I have a dictionary like
{'A': 0, 'B': 1, 'C': 2, 'D': 3, etc}
How can I remove elements from this dictionary without creating gaps in values, in case the dictionary is not ordered?
An example:
I have a big matrix, where rows represent words, and columns represent documents where these words are encountered. I store the words and their corresponding indices as a dictionary. E.g. for this matrix
2 0 0
1 0 3
0 5 1
4 1 2
the dictionary would look like:
words = {'apple': 0, 'orange': 1, 'banana': 2, 'pear': 3}
If I remove the words 'apple' and 'banana', the matrix would contain only two rows. So the value of 'orange' in the dictionary should now equal 0 and not 1, and the value of 'pear' should be 1 instead of 3.
In Python 3.6+ dictionaries are ordered, so I can just write something like this to reassign the values:
i = 0
for k, v in words.items():
v = i
i += 1
or, alternatively
words = dict(zip(terms.keys(), range(0, matrix.shape[0])))
I think, this is far from being the most efficient way to change the values, and it wouldn't work with unordered dictionaries. How to do it efficiently? Is there any way to easily reassign the values in case the dictionary is not ordered?
Turn the dict into a sorted list and then build a new dict without the words you want to remove:
import itertools
to_remove = {'apple', 'banana'}
# Step 1: sort the words
ordered_words = [None] * len(words)
for word, index in words.items():
ordered_words[index] = word
# ordered_words: ['apple', 'orange', 'banana', 'pear']
# Step 2: Remove unwanted words and create a new dict
counter = itertools.count()
words = {word: next(counter) for word in ordered_words if word not in to_remove}
# result: {'orange': 0, 'pear': 1}
This has a runtime of O(n) because manually ordering the list with indexing operations is a linear operation, as opposed to sorted which would be O(n log n).
See also the documentation for itertools.count and next.

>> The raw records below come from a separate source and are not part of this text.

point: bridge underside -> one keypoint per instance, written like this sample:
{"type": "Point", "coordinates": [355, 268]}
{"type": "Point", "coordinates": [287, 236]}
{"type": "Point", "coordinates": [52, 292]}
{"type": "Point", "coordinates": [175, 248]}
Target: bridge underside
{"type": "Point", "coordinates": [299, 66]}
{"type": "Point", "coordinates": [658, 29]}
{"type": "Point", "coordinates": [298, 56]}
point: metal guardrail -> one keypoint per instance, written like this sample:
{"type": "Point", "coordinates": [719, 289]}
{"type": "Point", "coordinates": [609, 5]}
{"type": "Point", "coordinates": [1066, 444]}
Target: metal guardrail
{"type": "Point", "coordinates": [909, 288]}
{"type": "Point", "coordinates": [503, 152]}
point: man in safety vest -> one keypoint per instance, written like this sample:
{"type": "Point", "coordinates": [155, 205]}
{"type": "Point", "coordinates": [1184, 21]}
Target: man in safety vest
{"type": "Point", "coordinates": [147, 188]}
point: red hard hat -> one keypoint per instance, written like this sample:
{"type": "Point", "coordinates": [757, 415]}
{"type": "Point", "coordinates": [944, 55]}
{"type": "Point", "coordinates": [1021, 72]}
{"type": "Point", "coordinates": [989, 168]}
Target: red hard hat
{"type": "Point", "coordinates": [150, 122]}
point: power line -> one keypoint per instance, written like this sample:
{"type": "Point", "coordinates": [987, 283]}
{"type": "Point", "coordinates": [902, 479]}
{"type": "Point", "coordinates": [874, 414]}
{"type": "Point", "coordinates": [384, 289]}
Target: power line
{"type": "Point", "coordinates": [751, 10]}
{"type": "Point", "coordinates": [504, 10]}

You could always keep an inverted dictionary that maps indices to words, and use that as a reference for keeping the order of the original dictionary. Then you could remove the words, and rebuild the dictionary again:
words = {'apple': 0, 'orange': 1, 'banana': 2, 'pear': 3}
# reverse dict for index -> word mappings
inverted = {i: word for word, i in words.items()}
remove = {'apple', 'banana'}
# sort/remove the words
new_words = [inverted[i] for i in range(len(inverted)) if inverted[i] not in remove]
# rebuild new dictionary
new_dict = {word: i for i, word in enumerate(new_words)}
print(new_dict)
Which Outputs:
{'orange': 0, 'pear': 1}
Note: Like the accepted answer, this is also O(n).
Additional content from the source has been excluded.